This deserves a post of its own, even though it was just a big clean up project.
When we purchased the boat, I was most overwhelmed by the wiring of the boat. It was utterly undecipherable to me, for months. I spent hours looking at the original engine wiring diagram from Perkins, and the regulator wiring diagrams from Quad Cycle (no longer in existence, which didn’t help things). Hours staring at the engine and cursing in frustration at the dozens of identical looking wires wrapped up in duck tape (rendering individual wires untraceable). Yet more hours drawing up new arrangements and placements for bus bars and terminal blocks to organize things.
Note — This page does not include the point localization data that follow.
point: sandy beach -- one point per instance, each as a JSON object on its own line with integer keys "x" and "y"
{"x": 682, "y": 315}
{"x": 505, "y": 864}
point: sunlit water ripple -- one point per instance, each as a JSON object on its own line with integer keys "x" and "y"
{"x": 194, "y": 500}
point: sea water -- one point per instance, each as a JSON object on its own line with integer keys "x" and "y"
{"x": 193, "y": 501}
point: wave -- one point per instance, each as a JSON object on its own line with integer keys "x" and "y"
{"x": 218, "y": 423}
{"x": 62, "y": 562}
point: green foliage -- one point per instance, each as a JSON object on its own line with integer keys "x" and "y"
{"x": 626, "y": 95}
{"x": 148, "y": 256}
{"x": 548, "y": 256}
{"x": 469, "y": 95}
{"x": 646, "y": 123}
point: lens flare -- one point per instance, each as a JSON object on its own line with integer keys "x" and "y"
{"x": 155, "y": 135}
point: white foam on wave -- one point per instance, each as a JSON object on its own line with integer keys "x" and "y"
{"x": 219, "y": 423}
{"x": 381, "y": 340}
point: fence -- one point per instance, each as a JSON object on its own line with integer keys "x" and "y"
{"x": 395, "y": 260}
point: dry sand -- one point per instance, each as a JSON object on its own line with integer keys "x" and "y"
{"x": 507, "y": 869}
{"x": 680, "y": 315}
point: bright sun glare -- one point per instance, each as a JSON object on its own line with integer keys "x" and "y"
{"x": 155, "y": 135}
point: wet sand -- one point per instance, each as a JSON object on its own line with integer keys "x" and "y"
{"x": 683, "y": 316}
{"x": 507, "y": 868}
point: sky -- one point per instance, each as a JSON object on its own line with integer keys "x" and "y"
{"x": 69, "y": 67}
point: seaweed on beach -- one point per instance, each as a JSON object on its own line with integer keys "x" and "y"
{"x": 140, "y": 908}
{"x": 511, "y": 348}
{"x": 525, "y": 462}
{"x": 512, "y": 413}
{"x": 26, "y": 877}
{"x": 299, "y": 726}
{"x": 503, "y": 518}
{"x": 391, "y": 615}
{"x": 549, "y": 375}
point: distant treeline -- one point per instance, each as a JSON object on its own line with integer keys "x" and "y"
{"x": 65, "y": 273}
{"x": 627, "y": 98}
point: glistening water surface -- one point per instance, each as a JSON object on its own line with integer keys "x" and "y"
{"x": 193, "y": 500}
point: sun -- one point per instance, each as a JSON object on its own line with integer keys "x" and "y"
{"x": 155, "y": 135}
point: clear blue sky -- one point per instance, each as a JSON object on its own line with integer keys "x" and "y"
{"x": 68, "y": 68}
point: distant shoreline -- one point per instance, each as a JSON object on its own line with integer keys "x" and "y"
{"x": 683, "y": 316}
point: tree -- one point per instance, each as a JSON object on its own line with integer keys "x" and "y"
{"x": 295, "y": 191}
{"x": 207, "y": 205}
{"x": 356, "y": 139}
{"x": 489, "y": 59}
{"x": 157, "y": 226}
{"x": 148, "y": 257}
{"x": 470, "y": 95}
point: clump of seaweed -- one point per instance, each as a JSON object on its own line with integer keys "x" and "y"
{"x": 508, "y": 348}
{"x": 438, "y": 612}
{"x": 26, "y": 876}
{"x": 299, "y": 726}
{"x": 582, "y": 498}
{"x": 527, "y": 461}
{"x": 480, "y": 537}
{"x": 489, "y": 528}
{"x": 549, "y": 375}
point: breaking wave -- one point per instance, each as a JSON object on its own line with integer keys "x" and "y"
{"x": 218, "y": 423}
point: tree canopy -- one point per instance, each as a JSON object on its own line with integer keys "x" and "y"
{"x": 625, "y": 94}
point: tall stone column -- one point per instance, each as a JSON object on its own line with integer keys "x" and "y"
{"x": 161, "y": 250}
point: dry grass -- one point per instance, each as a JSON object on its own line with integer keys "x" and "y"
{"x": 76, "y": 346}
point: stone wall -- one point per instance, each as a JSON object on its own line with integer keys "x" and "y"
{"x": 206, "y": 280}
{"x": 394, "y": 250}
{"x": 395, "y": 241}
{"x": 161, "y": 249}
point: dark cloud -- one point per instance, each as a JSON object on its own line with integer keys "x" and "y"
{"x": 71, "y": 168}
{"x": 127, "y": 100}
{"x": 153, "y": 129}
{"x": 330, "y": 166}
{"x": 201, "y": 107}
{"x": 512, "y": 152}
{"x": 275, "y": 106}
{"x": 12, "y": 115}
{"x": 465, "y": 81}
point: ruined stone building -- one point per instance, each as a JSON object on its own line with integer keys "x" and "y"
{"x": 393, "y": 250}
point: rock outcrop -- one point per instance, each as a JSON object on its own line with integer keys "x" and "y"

In the process of figuring it out, I discovered that it was made more confusing by a ton of extra, old wiring that lead nowhere, and also by some really fucked up wiring choices that had a single wire crisscrossing the engine room multiple times unnecessarily. Piece by piece I discarded unneeded stuff. There were two really big days, where I tossed enough garbage wiring out of the engine room to make a big rats nest pile in the cabin. The old engine wiring was completely encased in ancient black electrical tape, which was all gooey and black, and all of the wires running to the instruments were at least 8 feet too long (no one bothered to shorten the wires as it came from the engine manufacturer, I presume). The key switch, which is less than 3 ft away from the starter battery, was pulling it’s power from the starter solenoid across the room; twice a hot wire went an additional 4 ft past a perfectly functional terminal block, to be spliced into the middle of another wire directly under the wettest part of the engine. I discovered the original alternator regulator hidden underneath the solenoid, with much of the wiring still spliced in place all over (this despite the fact that we have a nice regulator mounted elsewhere, with a backup regulator mounted right next to it). The list goes on, but you get the idea.
Now it is organized, with clean connections, in the simplest arrangement that I could come up with, and it is reasonably easy to trace the wires when necessary. And I drew up a big schematic of the whole shabang.